Es war einmal eine Frau, die große Angst um ihren einzigen Sohn hatte. Drei Kinder waren ihr bereits im jüngsten Alter gestorben. So sparte sie weder mit Weihrauch noch mit Amuletten, um die bösen Blicke von ihrem Einzigen abzuwenden. Ihr Gatte, ein Schneider, war nicht weniger um seinen Stammhalter besorgt. Er wäre nicht davor zurückgeschreckt, Löwenmilch zu besorgen, wenn sie für die Gesundheit seines kränkelnden Sohnes nützlich gewesen wäre.

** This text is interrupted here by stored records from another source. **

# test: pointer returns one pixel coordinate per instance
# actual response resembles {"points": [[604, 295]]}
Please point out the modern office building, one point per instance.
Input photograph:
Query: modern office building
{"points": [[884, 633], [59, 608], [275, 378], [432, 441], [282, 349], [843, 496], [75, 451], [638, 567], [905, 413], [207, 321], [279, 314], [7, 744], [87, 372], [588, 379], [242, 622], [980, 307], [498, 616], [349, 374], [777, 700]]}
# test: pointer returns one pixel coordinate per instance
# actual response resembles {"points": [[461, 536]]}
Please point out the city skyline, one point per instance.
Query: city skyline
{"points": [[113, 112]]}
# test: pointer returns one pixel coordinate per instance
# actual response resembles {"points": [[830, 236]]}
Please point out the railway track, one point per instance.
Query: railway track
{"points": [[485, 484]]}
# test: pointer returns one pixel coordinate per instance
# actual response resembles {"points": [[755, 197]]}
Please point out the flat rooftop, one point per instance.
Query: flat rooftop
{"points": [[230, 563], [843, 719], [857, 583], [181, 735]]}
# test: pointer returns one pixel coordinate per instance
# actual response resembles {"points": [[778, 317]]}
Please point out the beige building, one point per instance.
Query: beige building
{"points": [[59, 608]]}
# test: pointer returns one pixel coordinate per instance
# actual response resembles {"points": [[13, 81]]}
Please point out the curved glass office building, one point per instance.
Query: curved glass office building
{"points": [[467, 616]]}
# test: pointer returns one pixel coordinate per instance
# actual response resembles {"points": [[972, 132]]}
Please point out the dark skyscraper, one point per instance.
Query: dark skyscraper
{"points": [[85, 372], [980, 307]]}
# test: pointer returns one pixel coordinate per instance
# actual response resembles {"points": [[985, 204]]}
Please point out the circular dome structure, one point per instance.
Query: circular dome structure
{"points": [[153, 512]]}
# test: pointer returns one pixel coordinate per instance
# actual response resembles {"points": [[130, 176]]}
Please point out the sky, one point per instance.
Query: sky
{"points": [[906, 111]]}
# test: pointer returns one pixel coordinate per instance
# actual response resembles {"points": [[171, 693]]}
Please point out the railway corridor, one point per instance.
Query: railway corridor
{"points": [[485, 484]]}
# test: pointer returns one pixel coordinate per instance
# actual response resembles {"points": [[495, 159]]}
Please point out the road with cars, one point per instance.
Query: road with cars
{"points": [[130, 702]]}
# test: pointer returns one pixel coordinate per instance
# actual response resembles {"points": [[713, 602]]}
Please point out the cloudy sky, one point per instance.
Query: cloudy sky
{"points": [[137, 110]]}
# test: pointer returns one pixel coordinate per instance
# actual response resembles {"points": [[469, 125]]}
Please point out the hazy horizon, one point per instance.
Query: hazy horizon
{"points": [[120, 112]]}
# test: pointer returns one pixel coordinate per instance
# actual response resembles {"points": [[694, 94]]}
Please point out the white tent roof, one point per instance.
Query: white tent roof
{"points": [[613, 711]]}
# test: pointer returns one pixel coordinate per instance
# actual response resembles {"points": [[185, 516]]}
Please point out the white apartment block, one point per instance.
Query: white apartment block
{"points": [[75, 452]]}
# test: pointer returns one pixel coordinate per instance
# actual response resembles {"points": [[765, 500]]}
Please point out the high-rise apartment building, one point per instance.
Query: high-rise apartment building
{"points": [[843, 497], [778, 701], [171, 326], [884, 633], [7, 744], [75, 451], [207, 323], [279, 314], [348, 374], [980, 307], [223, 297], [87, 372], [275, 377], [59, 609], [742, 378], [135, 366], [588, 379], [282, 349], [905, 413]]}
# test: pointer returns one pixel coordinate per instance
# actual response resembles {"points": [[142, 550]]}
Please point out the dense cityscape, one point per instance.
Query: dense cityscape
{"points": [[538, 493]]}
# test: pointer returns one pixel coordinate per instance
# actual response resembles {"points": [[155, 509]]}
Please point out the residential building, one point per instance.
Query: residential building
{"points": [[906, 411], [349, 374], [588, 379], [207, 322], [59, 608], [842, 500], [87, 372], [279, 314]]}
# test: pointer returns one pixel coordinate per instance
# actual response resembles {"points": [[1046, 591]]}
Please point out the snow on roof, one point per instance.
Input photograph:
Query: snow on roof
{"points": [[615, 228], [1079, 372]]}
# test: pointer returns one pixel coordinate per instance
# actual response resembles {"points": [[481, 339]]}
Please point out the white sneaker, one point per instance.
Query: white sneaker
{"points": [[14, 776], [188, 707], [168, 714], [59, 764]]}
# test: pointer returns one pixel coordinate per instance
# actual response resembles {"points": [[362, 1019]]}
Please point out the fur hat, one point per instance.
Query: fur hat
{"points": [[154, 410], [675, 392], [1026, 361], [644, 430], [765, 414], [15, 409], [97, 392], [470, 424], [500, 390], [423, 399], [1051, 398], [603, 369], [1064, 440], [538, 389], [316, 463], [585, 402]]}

Das Ehepaar war wegen seiner Überängstlichkeit bekannt, und die Nachbarschaft lachte über seine übertriebene Sorge um das Kind, das weder mit den anderen Kindern spielen noch etwas von ihren Broten naschen durfte.

Eines Tages kam der Mann mit einer großen Gans nach Hause. »Ein Kunde hat mir empfohlen, unser Sohn solle Gänseleber essen, damit er kräftig wird. Hier, brate sie für ihn«, sagte er und eilte in sein Geschäft zurück.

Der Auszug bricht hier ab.